Filed under Comparitive, Dialectology, Europe, German, Germanic, Germany, Indo-European, Indo-Hittite, Language Classification, Language Families, Linguistics, Netherlands, Poland

11 responses to “A Reworking of German Language Classification, Part 1: Low German

  1. Pingback: A Reworking of German Language Classification « Robert Lindsay

  2. Pingback: Reworking of German Language Classification Part 3: High German « Robert Lindsay

  3. Pingback: A Reworking of German Language Classification Part 2: Middle German « Robert Lindsay

  4. john voogd

    hi, interesting reading. After a number of us came to Canada from the Grafschaft Bentheim some
    55 – 6o years ago, we speak a lot of Grafschafter
    Platt, a language which is still very much in use
    in the Grafschaft Bentheim.

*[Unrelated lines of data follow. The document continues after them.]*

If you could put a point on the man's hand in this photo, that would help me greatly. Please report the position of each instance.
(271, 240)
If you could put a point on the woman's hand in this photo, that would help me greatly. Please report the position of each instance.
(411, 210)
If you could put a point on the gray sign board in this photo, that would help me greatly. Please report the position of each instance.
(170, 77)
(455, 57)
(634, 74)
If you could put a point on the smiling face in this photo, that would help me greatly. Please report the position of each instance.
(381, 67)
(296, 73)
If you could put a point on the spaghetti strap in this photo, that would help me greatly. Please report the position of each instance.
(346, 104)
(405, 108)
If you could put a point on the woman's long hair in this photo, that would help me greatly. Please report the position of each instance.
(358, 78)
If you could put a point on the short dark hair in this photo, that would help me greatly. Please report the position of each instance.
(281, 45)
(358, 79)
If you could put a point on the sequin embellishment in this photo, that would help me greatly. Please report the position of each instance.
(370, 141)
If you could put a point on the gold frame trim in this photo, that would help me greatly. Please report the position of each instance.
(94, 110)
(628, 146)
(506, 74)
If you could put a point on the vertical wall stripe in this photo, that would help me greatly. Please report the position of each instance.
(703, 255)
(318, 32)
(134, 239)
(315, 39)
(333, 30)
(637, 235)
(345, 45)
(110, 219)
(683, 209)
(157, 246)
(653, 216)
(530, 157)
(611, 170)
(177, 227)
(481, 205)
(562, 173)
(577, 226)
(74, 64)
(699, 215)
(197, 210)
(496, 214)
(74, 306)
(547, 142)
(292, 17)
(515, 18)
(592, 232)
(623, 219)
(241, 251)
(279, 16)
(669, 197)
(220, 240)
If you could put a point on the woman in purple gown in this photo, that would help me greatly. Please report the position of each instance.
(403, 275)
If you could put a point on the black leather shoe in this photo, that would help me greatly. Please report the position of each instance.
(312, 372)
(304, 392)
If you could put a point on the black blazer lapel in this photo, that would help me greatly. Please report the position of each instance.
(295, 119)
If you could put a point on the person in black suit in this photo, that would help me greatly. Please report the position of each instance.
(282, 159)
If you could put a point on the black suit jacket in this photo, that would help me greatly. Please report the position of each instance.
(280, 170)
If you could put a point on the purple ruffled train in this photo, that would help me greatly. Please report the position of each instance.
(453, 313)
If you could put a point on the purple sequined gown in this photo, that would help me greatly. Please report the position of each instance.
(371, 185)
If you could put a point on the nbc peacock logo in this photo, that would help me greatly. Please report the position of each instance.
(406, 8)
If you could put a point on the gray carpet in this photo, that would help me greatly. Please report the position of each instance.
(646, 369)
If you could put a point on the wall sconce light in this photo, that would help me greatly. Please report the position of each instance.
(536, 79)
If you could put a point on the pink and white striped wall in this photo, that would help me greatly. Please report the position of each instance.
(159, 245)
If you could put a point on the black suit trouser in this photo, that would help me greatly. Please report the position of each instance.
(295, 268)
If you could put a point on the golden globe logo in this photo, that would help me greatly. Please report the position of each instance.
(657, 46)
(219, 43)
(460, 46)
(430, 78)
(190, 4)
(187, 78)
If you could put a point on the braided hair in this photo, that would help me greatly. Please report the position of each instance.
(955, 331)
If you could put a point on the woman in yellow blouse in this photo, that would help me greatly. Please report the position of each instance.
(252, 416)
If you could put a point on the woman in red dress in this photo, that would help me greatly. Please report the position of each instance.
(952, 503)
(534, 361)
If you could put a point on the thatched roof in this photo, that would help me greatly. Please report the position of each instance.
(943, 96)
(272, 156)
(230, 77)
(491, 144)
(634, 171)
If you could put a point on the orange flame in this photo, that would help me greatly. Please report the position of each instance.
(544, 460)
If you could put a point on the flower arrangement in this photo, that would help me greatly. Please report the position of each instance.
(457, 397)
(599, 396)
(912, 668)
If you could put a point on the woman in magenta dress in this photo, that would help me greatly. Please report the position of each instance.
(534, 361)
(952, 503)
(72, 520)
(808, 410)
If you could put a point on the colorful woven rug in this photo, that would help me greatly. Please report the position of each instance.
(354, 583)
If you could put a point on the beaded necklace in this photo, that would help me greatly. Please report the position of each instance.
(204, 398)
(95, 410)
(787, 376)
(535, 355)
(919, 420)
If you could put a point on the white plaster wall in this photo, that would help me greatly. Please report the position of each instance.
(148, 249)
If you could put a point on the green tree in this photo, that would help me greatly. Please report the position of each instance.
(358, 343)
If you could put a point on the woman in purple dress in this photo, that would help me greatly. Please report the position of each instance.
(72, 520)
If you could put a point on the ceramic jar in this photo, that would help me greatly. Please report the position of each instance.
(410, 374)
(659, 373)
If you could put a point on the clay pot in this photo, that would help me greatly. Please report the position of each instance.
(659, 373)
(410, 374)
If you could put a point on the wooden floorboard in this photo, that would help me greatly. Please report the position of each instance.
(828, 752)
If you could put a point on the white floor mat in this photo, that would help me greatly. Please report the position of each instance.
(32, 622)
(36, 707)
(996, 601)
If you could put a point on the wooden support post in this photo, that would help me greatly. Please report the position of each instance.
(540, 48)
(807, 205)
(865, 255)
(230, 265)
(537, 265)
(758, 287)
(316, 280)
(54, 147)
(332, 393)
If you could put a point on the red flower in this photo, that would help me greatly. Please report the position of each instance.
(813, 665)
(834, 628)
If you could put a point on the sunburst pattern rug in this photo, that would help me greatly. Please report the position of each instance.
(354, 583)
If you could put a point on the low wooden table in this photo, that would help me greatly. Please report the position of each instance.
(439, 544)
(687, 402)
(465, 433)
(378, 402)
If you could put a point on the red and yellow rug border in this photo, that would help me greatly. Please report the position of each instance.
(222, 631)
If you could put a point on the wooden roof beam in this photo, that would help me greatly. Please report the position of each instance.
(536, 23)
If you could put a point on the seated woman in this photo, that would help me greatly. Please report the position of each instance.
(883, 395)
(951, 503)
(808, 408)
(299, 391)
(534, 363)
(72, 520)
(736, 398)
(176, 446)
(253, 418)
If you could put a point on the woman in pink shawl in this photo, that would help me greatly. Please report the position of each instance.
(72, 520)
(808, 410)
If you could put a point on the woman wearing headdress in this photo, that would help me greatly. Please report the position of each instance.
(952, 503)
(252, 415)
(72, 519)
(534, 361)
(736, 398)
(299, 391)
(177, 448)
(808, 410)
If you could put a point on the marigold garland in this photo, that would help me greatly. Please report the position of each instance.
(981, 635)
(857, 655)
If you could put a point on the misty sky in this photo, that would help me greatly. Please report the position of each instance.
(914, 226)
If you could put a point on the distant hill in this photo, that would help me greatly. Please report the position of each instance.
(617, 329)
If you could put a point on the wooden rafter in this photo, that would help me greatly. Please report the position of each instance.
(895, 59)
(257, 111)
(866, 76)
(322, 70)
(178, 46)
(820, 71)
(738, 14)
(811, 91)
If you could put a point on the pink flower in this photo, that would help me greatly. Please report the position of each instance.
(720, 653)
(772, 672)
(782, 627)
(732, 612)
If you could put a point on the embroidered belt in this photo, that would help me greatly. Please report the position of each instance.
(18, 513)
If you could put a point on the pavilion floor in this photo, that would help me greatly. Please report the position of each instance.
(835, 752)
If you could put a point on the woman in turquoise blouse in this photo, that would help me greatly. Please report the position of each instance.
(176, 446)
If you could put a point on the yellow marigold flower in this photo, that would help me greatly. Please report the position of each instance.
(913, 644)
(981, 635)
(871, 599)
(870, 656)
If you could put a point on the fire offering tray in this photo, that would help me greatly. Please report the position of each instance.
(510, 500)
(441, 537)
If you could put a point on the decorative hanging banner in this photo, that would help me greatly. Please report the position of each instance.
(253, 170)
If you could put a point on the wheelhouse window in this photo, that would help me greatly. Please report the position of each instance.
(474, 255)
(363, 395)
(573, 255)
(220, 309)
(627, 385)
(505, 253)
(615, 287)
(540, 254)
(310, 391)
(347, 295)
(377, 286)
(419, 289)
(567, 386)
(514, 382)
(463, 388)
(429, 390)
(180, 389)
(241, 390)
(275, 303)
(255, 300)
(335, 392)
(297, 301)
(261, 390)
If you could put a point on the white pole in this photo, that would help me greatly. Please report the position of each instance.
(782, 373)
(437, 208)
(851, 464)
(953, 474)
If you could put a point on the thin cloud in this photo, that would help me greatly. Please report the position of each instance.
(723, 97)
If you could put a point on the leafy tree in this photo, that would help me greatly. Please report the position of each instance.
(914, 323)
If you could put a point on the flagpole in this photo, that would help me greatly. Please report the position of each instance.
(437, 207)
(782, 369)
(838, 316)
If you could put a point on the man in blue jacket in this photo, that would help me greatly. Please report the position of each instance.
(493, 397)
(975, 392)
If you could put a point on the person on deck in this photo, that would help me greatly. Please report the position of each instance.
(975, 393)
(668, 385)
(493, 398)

Our conversations
    at birthday parties or other get-togethers with
    friends from that area in Germany invariably are
    dominated by Plattdeutsch. All the best to you!
    jhnvgd@telusplanet.net

  5. Dear Robert,

    Concerning Twents you write the following:

    “Every town has its own dialect, but all dialects are intelligible. Twents is not close to Drents, Stellingwerfs, Groningen or Achterhoeks. Twents is part of Westphalian Dutch Low Saxon. Twents is intelligible with East Veluws.”

    I am myself a speaker of Twents (native spelling: Tweants) and I can communicate with people from Drenthe and the Achterhoek and Salland without difficulty. Speakers are generally familiar with the features that specify them as separate language/dialect groups, and hence form no obstruction in intelligibility.

    • Of course you may quote me, and I might as well add a few more things:

      In the North-West of Twente, people speak a transitional dialect between Tweants and Sallaands. It has a largely Tweants vocabulary, but uses Sallandic inflection, such as the diminutive suffix -ien instead of Tweants -ken, among others.
      The town of Rijssen (in Tweants: Riessen) and the village of Enter (Eanter) are known for their diphthongs in places where other varieties of Tweants have monophthongs, which may very likely be remnants of an older Westphalian variety once spoken throughout Tweante. There is no clear southern dialect border between Tweante and the Achterhook. The differences between the three dialects are small, and form no hindrance in understanding. There has always been language contact between the three, and therefore speakers of the three have little or no difficulty understanding each other.

  6. My full name is Martin ter Denge, and I am from the town of Rijssen.

  7. frostmarvel

    So, concerning Low German, is it a sub-classification of North Sea Germanic or Low Saxon-Low Franconian? Glottolog and Wikipedia say the former, Ethnologue says the latter.